E foi nessa toada eleitoral que o intérprete Bezerra da Silva cantou, de modo brilhante, a chegada do “candidato caô caô” no morro para pedir votos. Entre elogios aos negros da área, uma talagada na pinga da venda e um jantar na lata de goiabada o aspirante à político fez de tudo para se aparentar àqueles moradores. Entretanto foi no terreiro que o guia revelou: “esse político é safado […] hoje ele pede seu voto amanhã manda a polícia lhe bater”. Com base nesse conhecimento popular era para cada fardado sair com a urna vazia das periferias do Brasil. Porém, o saldo recente não aponta para uma conclusão desse tipo.

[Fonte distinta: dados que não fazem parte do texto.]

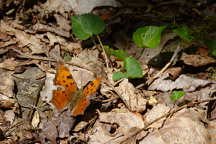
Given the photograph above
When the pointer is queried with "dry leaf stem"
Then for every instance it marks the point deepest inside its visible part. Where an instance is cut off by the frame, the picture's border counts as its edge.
(170, 113)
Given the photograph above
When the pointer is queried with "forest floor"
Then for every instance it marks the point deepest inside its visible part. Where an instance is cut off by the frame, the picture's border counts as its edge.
(56, 88)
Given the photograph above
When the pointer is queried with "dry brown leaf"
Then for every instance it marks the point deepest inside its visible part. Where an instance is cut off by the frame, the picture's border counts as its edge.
(35, 120)
(124, 120)
(184, 127)
(184, 82)
(47, 91)
(66, 122)
(6, 102)
(9, 116)
(196, 60)
(57, 6)
(48, 131)
(6, 83)
(155, 113)
(9, 64)
(24, 39)
(133, 100)
(212, 131)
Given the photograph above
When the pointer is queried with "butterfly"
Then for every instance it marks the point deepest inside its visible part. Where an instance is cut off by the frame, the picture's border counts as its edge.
(68, 94)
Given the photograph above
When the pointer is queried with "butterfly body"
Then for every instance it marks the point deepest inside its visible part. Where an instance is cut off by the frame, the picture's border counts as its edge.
(68, 95)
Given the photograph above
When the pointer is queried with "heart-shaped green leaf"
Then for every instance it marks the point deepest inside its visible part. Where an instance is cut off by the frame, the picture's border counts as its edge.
(132, 68)
(85, 25)
(176, 95)
(184, 33)
(148, 36)
(121, 54)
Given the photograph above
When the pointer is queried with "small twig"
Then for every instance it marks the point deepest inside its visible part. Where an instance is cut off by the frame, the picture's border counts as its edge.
(165, 67)
(105, 55)
(166, 115)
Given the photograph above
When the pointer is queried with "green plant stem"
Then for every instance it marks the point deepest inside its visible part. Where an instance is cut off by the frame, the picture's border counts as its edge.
(105, 55)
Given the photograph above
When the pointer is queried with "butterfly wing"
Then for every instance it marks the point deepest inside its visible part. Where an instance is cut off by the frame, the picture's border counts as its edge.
(67, 87)
(83, 102)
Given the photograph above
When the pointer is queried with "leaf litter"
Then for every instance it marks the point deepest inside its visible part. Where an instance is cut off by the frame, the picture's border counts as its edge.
(40, 35)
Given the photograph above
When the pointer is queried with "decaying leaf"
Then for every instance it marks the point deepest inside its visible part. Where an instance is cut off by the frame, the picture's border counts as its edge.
(49, 131)
(47, 91)
(155, 113)
(184, 127)
(197, 60)
(25, 39)
(6, 102)
(9, 116)
(35, 120)
(133, 100)
(28, 90)
(184, 82)
(6, 83)
(103, 131)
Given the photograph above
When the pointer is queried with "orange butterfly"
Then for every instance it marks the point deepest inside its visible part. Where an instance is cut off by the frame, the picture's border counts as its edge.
(68, 94)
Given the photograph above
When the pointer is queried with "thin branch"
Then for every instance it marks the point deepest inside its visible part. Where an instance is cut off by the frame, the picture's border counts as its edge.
(192, 104)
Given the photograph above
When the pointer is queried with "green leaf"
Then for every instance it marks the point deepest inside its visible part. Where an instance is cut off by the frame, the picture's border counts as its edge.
(118, 76)
(121, 54)
(85, 25)
(212, 47)
(132, 68)
(148, 36)
(184, 33)
(176, 95)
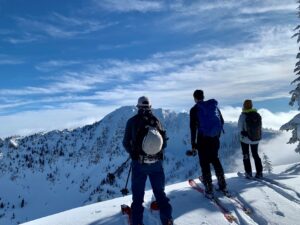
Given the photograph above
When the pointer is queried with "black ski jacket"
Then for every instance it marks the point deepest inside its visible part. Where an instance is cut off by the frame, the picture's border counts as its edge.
(130, 140)
(194, 125)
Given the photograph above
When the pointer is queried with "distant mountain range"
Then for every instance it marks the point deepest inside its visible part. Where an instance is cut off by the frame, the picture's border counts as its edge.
(46, 173)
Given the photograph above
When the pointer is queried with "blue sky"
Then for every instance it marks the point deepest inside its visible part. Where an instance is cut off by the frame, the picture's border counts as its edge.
(68, 63)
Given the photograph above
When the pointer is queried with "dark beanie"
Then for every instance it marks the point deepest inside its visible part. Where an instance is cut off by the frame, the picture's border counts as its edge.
(198, 94)
(247, 104)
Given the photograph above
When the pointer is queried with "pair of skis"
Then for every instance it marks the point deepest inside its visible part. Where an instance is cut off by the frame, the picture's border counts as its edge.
(215, 200)
(227, 214)
(126, 210)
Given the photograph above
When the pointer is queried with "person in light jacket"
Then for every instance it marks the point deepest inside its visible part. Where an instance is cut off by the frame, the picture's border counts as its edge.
(246, 142)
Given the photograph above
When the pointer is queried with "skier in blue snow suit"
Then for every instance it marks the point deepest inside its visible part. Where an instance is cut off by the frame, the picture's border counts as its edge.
(144, 166)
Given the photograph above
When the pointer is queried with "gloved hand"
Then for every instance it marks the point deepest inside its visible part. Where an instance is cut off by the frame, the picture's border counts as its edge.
(191, 152)
(244, 133)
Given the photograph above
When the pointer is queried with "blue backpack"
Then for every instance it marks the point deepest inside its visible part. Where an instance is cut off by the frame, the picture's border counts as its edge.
(209, 118)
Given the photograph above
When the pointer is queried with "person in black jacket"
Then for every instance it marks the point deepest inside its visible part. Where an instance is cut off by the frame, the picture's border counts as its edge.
(146, 165)
(206, 146)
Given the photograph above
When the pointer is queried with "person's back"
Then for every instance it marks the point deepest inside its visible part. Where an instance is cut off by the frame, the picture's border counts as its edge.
(142, 140)
(205, 135)
(249, 128)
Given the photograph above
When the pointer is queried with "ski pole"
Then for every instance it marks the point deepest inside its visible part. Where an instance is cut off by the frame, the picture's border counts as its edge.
(111, 176)
(125, 191)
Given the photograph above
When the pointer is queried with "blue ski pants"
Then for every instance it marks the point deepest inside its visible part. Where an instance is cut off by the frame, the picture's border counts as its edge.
(156, 175)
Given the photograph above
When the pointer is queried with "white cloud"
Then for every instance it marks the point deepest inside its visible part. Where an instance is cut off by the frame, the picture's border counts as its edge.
(68, 116)
(130, 5)
(56, 26)
(7, 60)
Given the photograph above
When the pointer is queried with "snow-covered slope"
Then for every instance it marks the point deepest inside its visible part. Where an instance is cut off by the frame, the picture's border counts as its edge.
(47, 173)
(276, 204)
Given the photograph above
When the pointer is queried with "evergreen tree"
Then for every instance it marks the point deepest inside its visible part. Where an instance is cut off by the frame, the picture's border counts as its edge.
(294, 124)
(267, 163)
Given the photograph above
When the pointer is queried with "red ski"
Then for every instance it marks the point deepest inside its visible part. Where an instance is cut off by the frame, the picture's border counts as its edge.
(234, 200)
(126, 210)
(227, 214)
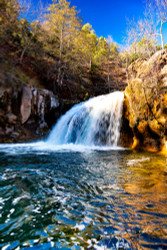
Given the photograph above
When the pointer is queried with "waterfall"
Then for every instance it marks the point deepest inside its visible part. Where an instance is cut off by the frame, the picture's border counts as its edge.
(95, 122)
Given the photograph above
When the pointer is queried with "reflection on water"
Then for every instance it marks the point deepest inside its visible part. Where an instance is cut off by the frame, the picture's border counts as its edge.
(82, 200)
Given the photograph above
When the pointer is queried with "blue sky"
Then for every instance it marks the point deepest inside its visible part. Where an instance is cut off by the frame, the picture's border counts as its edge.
(109, 17)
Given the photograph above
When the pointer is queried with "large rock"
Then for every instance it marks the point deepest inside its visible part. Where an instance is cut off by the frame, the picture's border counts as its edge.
(26, 113)
(146, 102)
(25, 108)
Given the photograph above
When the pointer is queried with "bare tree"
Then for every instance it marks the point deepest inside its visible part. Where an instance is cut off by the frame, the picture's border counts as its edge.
(159, 9)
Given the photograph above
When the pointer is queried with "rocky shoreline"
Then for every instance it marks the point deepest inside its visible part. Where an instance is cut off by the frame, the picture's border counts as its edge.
(28, 113)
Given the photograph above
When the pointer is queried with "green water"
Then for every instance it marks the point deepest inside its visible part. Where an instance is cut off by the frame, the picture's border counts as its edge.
(86, 199)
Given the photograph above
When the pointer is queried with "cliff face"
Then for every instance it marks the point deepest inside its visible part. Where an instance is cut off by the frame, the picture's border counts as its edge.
(26, 113)
(146, 102)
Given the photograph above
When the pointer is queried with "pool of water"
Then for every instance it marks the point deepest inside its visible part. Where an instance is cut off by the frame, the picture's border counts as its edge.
(81, 198)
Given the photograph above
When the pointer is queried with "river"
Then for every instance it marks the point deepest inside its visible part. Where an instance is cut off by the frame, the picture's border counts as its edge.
(81, 198)
(79, 189)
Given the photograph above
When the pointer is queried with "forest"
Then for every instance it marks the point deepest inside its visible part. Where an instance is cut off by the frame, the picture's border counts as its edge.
(52, 44)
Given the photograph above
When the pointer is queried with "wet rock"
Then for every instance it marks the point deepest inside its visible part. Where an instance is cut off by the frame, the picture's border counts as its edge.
(11, 118)
(27, 113)
(25, 108)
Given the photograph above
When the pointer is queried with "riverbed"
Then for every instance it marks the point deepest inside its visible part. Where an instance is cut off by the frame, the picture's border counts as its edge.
(75, 197)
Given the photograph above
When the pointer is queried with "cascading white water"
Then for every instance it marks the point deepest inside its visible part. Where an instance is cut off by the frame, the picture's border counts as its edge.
(95, 122)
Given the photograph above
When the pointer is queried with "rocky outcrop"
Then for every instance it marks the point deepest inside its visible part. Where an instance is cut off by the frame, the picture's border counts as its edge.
(146, 102)
(26, 113)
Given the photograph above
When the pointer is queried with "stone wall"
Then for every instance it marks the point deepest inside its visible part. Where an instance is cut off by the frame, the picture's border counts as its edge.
(26, 113)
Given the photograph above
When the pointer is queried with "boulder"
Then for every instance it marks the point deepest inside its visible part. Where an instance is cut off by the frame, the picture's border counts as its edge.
(25, 108)
(145, 104)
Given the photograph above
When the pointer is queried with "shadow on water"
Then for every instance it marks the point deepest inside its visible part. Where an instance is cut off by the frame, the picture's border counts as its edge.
(91, 199)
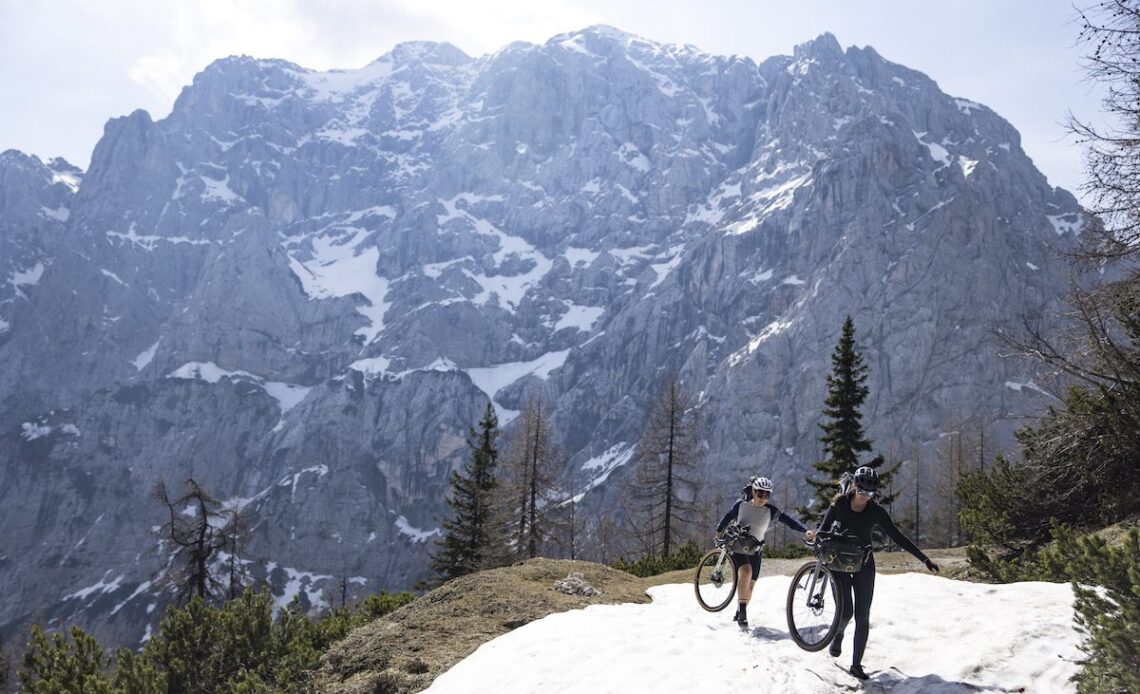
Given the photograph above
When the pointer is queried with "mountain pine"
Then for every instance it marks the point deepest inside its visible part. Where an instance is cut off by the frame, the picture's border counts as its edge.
(843, 431)
(467, 536)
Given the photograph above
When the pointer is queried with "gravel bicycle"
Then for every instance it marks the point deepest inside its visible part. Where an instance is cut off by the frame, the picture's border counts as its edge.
(813, 598)
(715, 580)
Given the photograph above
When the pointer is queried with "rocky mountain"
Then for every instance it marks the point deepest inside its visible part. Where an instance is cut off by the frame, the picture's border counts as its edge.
(300, 288)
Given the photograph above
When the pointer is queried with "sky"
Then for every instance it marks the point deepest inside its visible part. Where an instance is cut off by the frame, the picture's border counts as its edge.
(928, 635)
(67, 66)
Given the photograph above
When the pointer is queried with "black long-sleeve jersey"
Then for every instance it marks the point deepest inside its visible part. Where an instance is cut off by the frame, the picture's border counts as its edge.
(862, 524)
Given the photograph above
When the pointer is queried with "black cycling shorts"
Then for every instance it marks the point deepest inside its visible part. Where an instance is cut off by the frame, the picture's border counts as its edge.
(752, 560)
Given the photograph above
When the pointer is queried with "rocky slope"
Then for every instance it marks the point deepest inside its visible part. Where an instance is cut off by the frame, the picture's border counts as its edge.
(301, 287)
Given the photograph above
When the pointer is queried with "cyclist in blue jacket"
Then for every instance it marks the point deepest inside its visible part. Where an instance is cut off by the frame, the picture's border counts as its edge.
(755, 512)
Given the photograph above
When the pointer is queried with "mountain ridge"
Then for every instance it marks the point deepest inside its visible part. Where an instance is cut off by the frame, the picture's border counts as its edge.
(301, 288)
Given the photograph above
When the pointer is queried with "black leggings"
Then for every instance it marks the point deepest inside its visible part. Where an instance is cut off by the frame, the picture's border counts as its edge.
(862, 584)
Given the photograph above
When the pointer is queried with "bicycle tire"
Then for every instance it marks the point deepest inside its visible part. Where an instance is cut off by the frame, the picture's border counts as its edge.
(813, 620)
(715, 593)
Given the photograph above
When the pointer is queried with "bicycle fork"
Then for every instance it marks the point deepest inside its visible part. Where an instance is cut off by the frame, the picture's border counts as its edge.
(815, 599)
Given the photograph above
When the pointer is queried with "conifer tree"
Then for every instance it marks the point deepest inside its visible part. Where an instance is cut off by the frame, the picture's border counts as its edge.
(208, 530)
(469, 535)
(843, 431)
(530, 465)
(5, 668)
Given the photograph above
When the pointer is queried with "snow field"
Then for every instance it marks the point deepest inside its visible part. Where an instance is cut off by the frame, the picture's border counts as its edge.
(928, 634)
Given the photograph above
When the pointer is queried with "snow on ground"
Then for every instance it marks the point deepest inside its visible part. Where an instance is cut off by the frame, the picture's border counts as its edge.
(928, 634)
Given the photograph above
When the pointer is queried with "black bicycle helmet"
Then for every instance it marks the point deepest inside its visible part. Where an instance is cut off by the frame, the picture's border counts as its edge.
(865, 478)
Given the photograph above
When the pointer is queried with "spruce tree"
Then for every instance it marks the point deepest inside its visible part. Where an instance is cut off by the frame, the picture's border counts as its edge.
(467, 536)
(843, 431)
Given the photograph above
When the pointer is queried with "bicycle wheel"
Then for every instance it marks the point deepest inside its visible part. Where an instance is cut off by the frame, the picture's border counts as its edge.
(813, 607)
(715, 580)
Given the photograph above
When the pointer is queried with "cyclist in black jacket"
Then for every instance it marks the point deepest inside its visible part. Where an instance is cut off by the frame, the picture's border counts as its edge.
(755, 512)
(857, 514)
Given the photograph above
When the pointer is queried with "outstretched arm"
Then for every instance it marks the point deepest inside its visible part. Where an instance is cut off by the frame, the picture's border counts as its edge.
(902, 540)
(727, 517)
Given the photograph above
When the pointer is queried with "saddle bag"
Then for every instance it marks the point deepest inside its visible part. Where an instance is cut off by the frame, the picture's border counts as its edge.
(843, 555)
(746, 544)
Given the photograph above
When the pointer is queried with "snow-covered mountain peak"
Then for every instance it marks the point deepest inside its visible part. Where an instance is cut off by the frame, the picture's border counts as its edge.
(429, 52)
(368, 255)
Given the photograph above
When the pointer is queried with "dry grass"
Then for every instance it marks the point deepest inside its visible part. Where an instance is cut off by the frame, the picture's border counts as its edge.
(406, 650)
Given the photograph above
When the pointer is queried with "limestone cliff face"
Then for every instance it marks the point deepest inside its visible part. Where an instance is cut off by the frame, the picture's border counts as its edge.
(301, 287)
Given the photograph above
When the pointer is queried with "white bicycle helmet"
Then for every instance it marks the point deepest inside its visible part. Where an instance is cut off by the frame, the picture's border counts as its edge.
(760, 484)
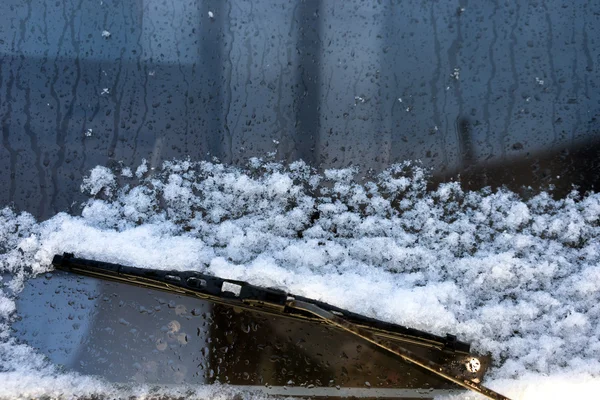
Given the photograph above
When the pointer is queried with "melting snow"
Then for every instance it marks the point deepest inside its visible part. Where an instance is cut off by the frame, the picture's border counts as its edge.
(518, 278)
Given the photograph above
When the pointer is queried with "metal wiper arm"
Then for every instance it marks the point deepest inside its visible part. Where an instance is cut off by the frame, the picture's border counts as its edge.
(463, 369)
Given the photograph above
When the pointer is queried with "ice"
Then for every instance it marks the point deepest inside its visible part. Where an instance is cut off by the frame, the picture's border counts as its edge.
(519, 278)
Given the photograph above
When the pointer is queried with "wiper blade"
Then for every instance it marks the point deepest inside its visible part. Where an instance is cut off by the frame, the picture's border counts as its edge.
(452, 359)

São muitas as explicações em torno do fenômeno eleitoral dos militares. Para muitos desses candidatos de farda eles mesmos encarnariam o verdadeiro espírito moralizador da política expurgando os agentes corruptos e despudorados da sociedade. Tais militares são herdeiros da tradição republicana brasileira que derrubou um combalido imperador de seu cargo e, em conluio com uma elite patrimonialista e rural, pôs o Exército brasileiro como uma espécie de novo Poder Moderador: quando advém um “desequilíbrio” lá estão eles para supostamente salvaguardar a mesma ordem e progresso, quer seja por meio de golpes de Estado ou subvertendo a democracia.

E assim, na falta de projetos garantidores de uma ordem baseada no prato de comida, saúde, educação e cidadania para uma população pobre o candidato segue subindo o morro e bebendo água da chuva, como nos cantou Bezerra da Silva. Hoje ele só evita entrar em terreiro, pois ser cristão conservador está na moda e pode comprometê-lo. Aliás, a igreja se tornou o ambiente ideal para defender que uma arma na mão do cidadão e o tratamento de choque da polícia é a única medida eficaz para a melhoria da cidade (parece que lá, atualmente, não tem um guia capaz de desmascarar esse caô).